“Haremos todo lo que queramos, podemos olvidar el mundo. Entiende que si te caes ahora yo caería contigo y me reiría de lo alto que se ven los demás desde abajo…” Frase de mi madre cuando me rompí una pierna en pleno maratón de atletismo.

Ella decía que nací gritando fuerte y que el llanto cesó cuando me pusieron en su regazo.

“Tus latidos eran fuertes como los trotes de un caballo, los podía sentir en mi pecho, no podía creer que estuvieras conmigo, con vida, eras un milagro”.

Bebés nacen todos los días, le repetía mientras alborotaba su cabello cada vez que recordaba mi nacimiento. Con ella tuve mi primera cita. A los 4 años dejó un smokin negro sobre la cama, un moño rojo y los zapatos negros lustrados, le pidió a papá que me bañara y cambiara, esa fue también la primera vez que fui al peluquero y no al estilista, una vez listo mi papá me roció de su fragancia, colgó la pequeña pañalera a mis hombros, se sentó en cuclillas acoplándose a mi estatura y dijo: “hoy tendrás una cita con una mujer hermosa, trátala bien y permite que cene lo que quiera, yo los estaré esperando. ¿Entendido?” Asentí con la cabeza, realmente no sabía lo que era una cita, pero el hecho de comer fuera de casa me emocionaba.

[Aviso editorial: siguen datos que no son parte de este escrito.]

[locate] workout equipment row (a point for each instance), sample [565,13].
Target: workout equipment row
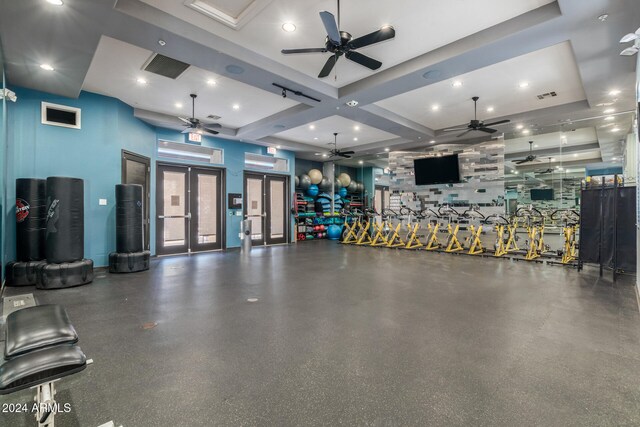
[441,231]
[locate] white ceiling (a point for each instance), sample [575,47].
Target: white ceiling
[550,69]
[421,26]
[325,128]
[116,67]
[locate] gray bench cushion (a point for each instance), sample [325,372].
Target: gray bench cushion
[40,366]
[37,327]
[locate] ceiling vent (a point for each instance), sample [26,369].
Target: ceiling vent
[547,95]
[165,66]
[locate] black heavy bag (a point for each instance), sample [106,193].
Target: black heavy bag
[65,220]
[31,219]
[129,233]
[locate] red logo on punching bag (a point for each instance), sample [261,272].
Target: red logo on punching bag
[22,210]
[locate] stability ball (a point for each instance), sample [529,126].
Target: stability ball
[313,190]
[333,232]
[305,181]
[316,176]
[345,179]
[325,184]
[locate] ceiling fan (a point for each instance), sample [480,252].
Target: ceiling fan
[546,171]
[341,43]
[194,125]
[338,153]
[530,158]
[476,124]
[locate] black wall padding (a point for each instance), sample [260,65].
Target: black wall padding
[129,217]
[31,219]
[590,226]
[65,220]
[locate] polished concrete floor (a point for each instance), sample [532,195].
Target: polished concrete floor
[351,336]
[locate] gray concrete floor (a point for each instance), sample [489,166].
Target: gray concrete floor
[351,336]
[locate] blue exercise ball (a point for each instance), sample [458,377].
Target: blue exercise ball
[313,190]
[334,232]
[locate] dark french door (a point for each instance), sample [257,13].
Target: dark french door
[266,205]
[189,206]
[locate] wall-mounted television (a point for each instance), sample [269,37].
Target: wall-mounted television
[542,194]
[437,170]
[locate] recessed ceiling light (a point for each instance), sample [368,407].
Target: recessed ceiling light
[289,27]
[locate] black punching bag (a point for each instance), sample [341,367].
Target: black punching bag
[129,218]
[65,220]
[31,219]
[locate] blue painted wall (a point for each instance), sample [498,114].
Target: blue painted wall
[93,153]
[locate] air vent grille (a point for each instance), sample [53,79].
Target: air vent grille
[165,66]
[547,95]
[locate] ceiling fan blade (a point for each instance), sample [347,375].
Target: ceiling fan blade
[361,59]
[331,26]
[501,122]
[306,50]
[328,66]
[487,130]
[381,35]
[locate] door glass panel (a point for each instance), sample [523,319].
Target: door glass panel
[377,203]
[276,216]
[254,207]
[207,208]
[174,198]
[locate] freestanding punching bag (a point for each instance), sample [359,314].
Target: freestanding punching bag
[64,247]
[130,255]
[31,216]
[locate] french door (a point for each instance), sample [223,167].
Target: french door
[189,207]
[266,205]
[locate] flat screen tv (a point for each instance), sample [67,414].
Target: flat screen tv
[437,170]
[542,194]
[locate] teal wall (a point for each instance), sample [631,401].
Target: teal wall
[93,153]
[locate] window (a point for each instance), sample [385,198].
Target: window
[192,153]
[266,163]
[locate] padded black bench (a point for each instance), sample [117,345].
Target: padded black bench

Papá me acompañó a la recámara de junto, pidió que tocara la puerta y antes de irse puso en mi mano una rosa; “seguro le gustará”. Después de dos toquidos se abrió la puerta, “que bonito vestido, mamá” ella sonrió e hizo un gesto de ternura cuando le obsequié la flor.

Salimos en su auto a nuestra cita. Por el retrovisor la veía cantando la música que yo mismo había seleccionado: villancicos y cri-cri sonaban en el trayecto; al llegar, tomó mi mano, primero un elevador, luego escaleras, ya adentro; escuché a una señorita preguntar a qué nombre estaba la reservación, interrumpí con la inocencia de un niño de mi edad, aseguré: “al mío, yo la invité”. Ambas rieron.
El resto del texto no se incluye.